Q46 of 48 · Cypress
How do you set quality bars and metrics for an automation team owning Cypress?
Short answer
Short answer: Track flake rate (target <1%), CI duration (target <30 min), escape rate (production bugs not caught), and coverage of top user journeys (target 100%). Publish weekly. Set explicit owners for each bar; flake quarantine is a 7-day SLA. The bars must be visible to the broader engineering team, not just QA.
Detail
Without explicit bars, an automation team drifts into "we run tests" with no measure of success. Explicit, published bars create accountability and a shared definition of "the suite is healthy."

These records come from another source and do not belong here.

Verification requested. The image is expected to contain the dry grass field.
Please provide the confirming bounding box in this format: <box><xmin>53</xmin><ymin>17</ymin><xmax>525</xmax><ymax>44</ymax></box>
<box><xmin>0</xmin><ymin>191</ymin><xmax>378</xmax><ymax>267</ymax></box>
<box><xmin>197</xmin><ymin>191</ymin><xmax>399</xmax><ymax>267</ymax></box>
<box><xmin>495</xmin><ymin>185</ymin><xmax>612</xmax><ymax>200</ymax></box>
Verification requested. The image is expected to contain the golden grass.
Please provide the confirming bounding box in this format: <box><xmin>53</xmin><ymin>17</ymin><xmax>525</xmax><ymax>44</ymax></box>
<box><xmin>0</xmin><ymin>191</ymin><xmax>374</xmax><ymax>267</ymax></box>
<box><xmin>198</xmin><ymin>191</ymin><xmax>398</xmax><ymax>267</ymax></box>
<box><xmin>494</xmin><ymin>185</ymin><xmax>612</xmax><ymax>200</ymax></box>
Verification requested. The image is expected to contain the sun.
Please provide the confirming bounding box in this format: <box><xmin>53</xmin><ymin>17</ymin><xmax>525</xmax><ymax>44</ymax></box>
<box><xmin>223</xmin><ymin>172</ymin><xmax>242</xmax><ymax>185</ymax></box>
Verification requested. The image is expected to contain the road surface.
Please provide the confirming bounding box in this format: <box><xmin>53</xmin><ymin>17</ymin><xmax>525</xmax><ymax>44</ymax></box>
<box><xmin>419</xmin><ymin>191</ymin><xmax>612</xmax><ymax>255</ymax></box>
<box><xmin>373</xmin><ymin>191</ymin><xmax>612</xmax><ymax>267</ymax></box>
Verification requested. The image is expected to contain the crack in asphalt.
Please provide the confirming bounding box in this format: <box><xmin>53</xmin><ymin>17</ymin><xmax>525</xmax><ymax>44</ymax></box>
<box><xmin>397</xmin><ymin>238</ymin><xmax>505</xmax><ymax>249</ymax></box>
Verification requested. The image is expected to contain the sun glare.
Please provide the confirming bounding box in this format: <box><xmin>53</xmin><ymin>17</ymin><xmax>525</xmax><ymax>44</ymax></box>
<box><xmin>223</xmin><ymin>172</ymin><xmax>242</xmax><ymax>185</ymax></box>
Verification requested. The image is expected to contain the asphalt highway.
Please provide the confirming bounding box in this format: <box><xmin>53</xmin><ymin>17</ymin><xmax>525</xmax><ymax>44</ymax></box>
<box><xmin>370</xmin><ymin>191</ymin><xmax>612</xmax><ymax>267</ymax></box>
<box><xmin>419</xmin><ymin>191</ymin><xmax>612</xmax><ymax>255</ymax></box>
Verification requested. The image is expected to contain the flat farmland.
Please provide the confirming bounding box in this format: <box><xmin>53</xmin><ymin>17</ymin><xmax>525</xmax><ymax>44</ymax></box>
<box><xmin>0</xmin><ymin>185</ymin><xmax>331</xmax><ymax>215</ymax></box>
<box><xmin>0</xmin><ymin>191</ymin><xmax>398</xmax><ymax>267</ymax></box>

The four bars I'd set as a Cypress lead:
1. Flake rate. % of test runs where a test fails on first attempt and passes on retry. Target: <1%. Compute weekly per spec; spec exceeding 1% goes into quarantine within 7 days. Cypress Cloud surfaces this; without it, parse JUnit retries.
2. CI duration. Wall time of the slowest shard from PR open to all-shards-green. Target: <30 minutes for the full suite (lower if smoke-only). Track p50, p95. Regression triggers a sprint goal to investigate.
3. Escape rate. Production bugs that should have been caught by automation, divided by total prod bugs. Target: <10%. Each escape gets a "missing test" ticket; closing the ticket adds the test that would have caught it.
4. Top-journey coverage. % of the team's defined critical user journeys (typically 10-15) that have working automated coverage. Target: 100%. Drift down triggers a fix, not new feature work.
Process around the bars:
- Weekly health report. A short Slack post or dashboard with the four numbers, trend arrows, and any quarantined tests. Visible to the whole eng org.
- Flake quarantine SLA. When a test is quarantined, it has a named owner and a 7-day deadline. Past 7 days, the owner is paged or the test is deleted. No stale quarantine.
- PR gate definitions. Smoke must pass on every PR; full regression must pass on PR-to-main. Skipping a test (e.g.,
it.skip) requires PR approval from a lead. - Quarterly retrospectives. Bars reviewed quarterly. Numbers that aren't improving get explicit attention; numbers comfortably hit get tightened.
Cultural points:
- Publish failure modes, not just success. "We had 3 escapes last quarter; here's what we added" builds credibility.
- Reward fixing flakes, not just shipping tests. A test that catches no bugs but never flakes is healthier than one that catches everything but fails 5% of the time.
- Make automation cost visible. "This regression suite costs £X/month in CI minutes; here's the value it produces" justifies investment to leadership.
The lead trap to avoid: setting too many metrics. Four numbers everyone knows beats twenty numbers nobody looks at.